Where Balthazart’s contribution might have some effect is in places like Uganda, which has recently been considering instituting some of the most draconian anti-homosexual laws in the world (dream on Taliban!). In the context of lawmaking, where one can demand actual discussion of actual facts, people such as Uganda’s ethics minister, James Nsaba Buturo, can be called out for saying, e.g., that homosexuality ‘is not natural in Uganda’ (msnbc) (to which Balthazart retorts: only if Ugandans’ wombs don’t work like everyone else’s). Equally due for a good dose of “factage” is the characterization, inherited by Uganda from the British Penal Code, but strengthened in 1990, of homosexual acts as ‘carnal knowledge against the order of nature’ (afrol.com). If you want to know about nature, you ask a natural scientist, and, as soon as you do, up pops Balthazart and one leg of this debate collapses. (Though who actually believes that Buturo and pals’ motivation is their understanding of natural law, rather than having something to do with the delegation of christian ultra-cons who came to tea a while before the law was proposed (msnbc)? Another “because” charade...)

But leaving aside the abuse of science by the Vatican, the Ugandan legislature or the British Penal Code, let’s return to the stronger claim that Balthazart wants to make, against anti-homosexual persecution in general. Here, he’s overreaching. Simply put: natural isn’t ethical. If it were, we would decide the legality of rape based on whether rape was at some point an adaptive, evolutionarily advantageous behavior for our ancestors (the latter apparently was the case and the former in no way should be; see A Natural History of Rape). Arguments about what’s ethical have to turn on consideration of an action’s consequences, not on what is, or isn’t, natural.

And when we turn ask the people who want to persecute homosexuals to explain what harm homosexuality causes, the case is startlingly threadbare—so much so, that I again suspect that we’re looking at another “because” charade. The opponents of homosexual equality rally under the banner of family “values” and it’s for the good of families that homosexuals are to be persecuted, or, at the least, denied rights.

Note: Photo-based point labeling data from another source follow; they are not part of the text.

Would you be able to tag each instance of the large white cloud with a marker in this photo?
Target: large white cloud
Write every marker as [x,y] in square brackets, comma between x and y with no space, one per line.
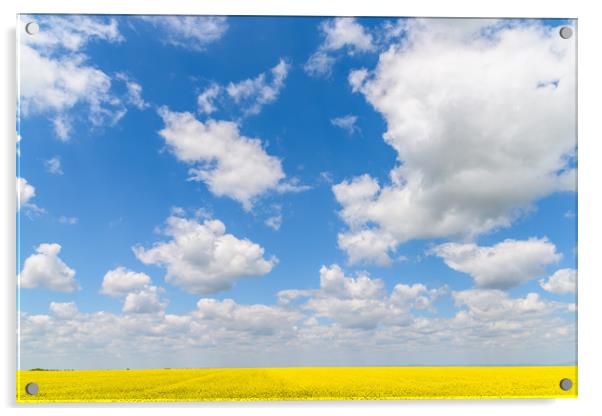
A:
[189,32]
[561,282]
[482,118]
[55,75]
[341,33]
[203,258]
[502,266]
[46,269]
[136,289]
[345,321]
[229,163]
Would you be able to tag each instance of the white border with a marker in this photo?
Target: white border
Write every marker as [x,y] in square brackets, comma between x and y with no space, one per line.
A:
[590,207]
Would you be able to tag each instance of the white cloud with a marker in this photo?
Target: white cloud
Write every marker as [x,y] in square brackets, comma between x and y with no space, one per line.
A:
[189,32]
[502,266]
[64,310]
[248,95]
[319,63]
[347,123]
[25,192]
[368,246]
[136,288]
[468,164]
[255,319]
[229,163]
[496,306]
[561,282]
[339,33]
[134,91]
[360,302]
[145,300]
[68,220]
[53,165]
[274,222]
[344,32]
[70,33]
[345,321]
[46,269]
[202,258]
[54,74]
[254,93]
[206,99]
[62,127]
[121,281]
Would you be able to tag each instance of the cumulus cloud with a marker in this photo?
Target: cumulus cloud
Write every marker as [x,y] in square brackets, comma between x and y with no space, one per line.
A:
[468,163]
[250,95]
[68,220]
[134,91]
[368,246]
[502,266]
[189,32]
[229,163]
[55,76]
[347,123]
[120,281]
[64,310]
[257,92]
[561,282]
[274,222]
[145,300]
[344,319]
[136,288]
[25,192]
[254,319]
[53,165]
[203,258]
[341,33]
[206,99]
[46,269]
[360,302]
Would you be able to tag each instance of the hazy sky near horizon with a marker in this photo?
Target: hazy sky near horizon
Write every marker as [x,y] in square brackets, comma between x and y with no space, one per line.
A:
[284,191]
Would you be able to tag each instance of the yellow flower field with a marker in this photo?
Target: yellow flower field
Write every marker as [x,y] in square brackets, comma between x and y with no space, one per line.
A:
[320,383]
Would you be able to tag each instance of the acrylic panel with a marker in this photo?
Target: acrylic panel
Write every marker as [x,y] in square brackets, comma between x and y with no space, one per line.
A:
[226,208]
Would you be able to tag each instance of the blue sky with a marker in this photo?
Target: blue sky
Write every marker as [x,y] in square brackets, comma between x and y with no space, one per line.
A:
[406,156]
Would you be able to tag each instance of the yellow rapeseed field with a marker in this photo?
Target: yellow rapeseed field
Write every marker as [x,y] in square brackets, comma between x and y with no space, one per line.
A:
[316,383]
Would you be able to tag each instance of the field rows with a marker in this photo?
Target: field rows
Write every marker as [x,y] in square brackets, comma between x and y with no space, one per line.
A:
[332,383]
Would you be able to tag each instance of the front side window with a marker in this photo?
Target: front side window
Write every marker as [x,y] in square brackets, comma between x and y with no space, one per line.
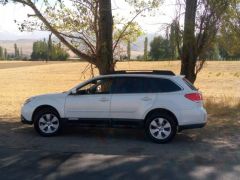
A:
[100,86]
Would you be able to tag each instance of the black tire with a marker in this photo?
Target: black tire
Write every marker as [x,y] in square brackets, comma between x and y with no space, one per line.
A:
[53,124]
[160,127]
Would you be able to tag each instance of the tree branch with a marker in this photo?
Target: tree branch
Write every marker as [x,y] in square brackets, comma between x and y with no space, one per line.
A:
[56,33]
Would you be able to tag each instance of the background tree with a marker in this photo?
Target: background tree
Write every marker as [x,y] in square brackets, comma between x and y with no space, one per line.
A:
[5,54]
[129,50]
[41,51]
[1,53]
[85,27]
[16,52]
[145,55]
[202,21]
[159,48]
[172,41]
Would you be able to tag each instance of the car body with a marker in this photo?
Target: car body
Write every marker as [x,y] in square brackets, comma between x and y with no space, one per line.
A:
[121,100]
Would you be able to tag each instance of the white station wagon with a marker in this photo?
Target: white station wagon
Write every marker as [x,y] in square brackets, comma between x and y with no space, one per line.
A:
[159,102]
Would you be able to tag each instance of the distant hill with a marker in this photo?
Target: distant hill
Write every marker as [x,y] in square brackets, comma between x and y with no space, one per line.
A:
[26,45]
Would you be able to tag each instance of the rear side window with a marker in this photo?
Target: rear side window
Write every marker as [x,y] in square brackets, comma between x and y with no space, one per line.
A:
[124,85]
[163,85]
[189,84]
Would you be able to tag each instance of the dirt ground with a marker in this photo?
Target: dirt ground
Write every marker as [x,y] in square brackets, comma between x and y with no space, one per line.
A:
[97,153]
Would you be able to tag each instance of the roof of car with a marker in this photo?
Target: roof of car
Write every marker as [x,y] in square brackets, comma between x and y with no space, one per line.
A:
[137,75]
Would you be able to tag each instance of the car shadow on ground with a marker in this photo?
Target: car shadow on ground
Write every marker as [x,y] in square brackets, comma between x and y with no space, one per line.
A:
[94,153]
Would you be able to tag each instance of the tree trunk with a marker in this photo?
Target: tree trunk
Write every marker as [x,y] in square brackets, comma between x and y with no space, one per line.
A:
[105,63]
[189,55]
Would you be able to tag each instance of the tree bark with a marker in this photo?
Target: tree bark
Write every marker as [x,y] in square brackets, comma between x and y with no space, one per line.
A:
[189,55]
[105,52]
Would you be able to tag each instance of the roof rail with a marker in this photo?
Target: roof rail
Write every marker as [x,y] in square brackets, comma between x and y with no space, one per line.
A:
[156,72]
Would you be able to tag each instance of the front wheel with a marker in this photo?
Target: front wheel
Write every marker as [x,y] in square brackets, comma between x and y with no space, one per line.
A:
[160,128]
[47,123]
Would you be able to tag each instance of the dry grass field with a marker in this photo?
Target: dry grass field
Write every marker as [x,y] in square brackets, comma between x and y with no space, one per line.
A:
[218,81]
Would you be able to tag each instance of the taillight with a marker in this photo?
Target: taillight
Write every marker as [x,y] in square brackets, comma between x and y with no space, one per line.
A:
[196,97]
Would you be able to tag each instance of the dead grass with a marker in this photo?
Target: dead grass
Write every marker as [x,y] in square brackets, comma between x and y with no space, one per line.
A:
[218,81]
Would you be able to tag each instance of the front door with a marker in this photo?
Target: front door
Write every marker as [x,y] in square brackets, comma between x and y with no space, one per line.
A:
[91,101]
[130,98]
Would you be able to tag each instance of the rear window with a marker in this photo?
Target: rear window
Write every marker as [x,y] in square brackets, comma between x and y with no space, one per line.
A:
[189,84]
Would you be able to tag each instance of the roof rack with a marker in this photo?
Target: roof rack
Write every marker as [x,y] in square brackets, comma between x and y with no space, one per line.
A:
[156,72]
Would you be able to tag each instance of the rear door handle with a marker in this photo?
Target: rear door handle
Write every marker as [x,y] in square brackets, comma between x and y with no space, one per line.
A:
[146,99]
[103,100]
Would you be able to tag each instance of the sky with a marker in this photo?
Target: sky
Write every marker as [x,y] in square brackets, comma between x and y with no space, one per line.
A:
[150,24]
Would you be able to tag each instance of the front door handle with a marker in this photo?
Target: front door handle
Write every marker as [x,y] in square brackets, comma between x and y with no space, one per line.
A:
[103,100]
[146,99]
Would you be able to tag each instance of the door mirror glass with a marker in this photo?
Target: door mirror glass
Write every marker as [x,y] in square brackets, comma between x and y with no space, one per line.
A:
[100,86]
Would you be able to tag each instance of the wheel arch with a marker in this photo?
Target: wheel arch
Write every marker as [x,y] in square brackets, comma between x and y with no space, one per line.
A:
[161,110]
[41,107]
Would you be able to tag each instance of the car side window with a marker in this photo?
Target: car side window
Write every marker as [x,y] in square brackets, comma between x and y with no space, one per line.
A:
[125,85]
[100,86]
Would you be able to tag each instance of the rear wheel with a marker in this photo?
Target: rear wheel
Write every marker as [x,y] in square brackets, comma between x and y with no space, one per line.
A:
[47,122]
[160,128]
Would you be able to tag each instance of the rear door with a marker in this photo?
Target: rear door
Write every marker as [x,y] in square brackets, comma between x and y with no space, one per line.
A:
[130,99]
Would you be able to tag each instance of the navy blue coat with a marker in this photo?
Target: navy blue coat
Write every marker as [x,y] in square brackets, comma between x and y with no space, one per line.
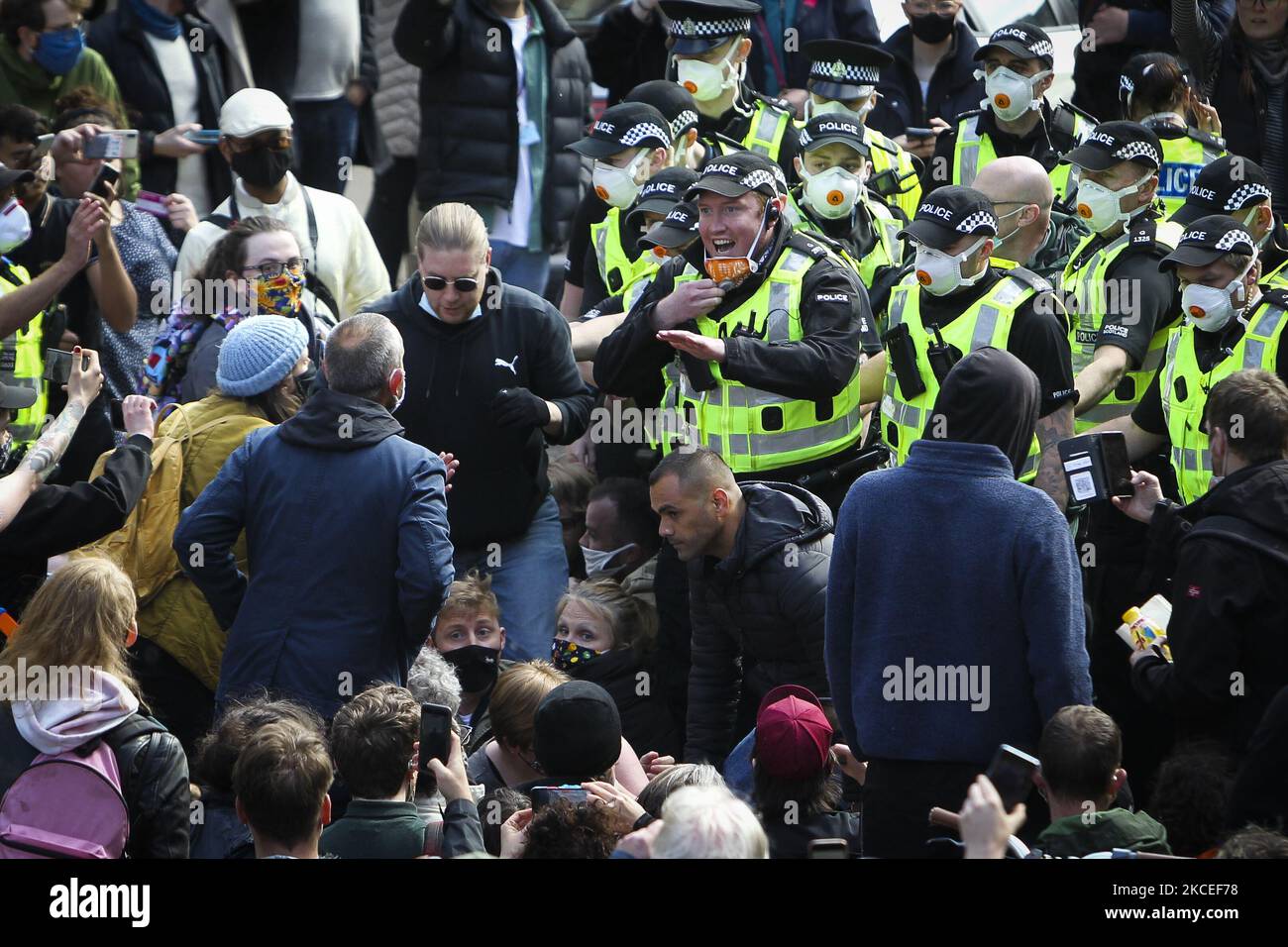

However, what’s never clearly spelled out is how homosexuals are meant to harm families. I just cooked lunch for my mother who turned up unannounced after an early exit from a Sunday service (don’t know why it says Friday at the top of this post). She didn’t look particularly harmed when she left. The truth is, there’s no sense in which homosexuality harms families. The only families that have ever been damaged because of homosexuality are those whose family values were so contemptibly low that they rejected one of their own members on the basis of sexual preference. Or putting it another way: homosexuals don’t harm family values, homophobes do. (family “values” blog)

But, like I said, I suspect that people who play the family values card are just engaging in another “because” charade. Either they don’t know any homosexuals, or are only aware of what they take to be egregious ones, or else that think that god wants them to dislike homosexuals. Which are feelings they’re perfectly entitled to, so long as they remember that we’re not living in a (theocratic) dictatorship and personal taste is what you exercise in the privacy of your own conscience, not what you attempt to inflict on others.

As a cognitive scientist, I’m interested in all aspects of the interplay between biology and behavior. So, I’m very glad that Balthazart has written this book. And I don’t see any grounds to question either his science or his ethics. What I question is only the soundness of his step from the science to the ethics. The implications of this science for the debate about homosexual equality are more limited than he hopes. The real argument against legalized discrimination is that it harms precisely what its proponents purport to protect: the integrity of the family, the value of relationships, and the dignity of the individual.